There are more parameters for setting (``scASprofiler-perp run --help`` always give the version 
you are using):

.. code-block:: html

    parameter settings

    Options:
        sj_dir: directory of STAR splicing junction files (e.g., SJ.out.tab); used as the input junction table for filtering and grouping.

        gtf: GTF annotation file path.

        outdir: output directory for all generated results.

        samples_ps: group-wise thresholding parameter; minimum number of observed (non-NaN) cells per junction within an intron group—junctions below this are set to missing (NaN).

        sites_ps: group-wise thresholding parameter; minimum total counts per cell within an intron group—cells below this are set to missing (NaN) within that group.

        sites_thres: site-level QC threshold; minimum number of expressing cells per junction (row-wise non-NaN count) to retain a junction.

        samples_thres: cell-level QC threshold; minimum number of expressing junctions per cell (column-wise non-NaN count) to retain a cell.

        use_ray: whether to enable Ray parallelism for group-wise threshold filtering (useful for large datasets).

        num_cpus: number of CPUs to allocate for Ray-based parallel computation.

        filter_unique_gene: whether to keep only junctions uniquely assigned to a single gene (reduces cross-gene ambiguity).

        keep_multi_gene: whether to retain junctions that map to multiple genes (less strict; may include ambiguous loci).

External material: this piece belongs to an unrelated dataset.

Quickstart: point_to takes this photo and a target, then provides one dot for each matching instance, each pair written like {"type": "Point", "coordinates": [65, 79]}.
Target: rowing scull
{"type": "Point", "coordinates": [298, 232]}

        use_multi: whether to include multi-mapped reads/junction counts if present in the input matrix (behavior depends on how the upstream counts were generated).

        plate: pipeline switch; whether to use the plate-based workflow (smart-seq2).

        x10: alias for the 10x (droplet-based) pipeline; if enabled, overrides the plate/tenx selection.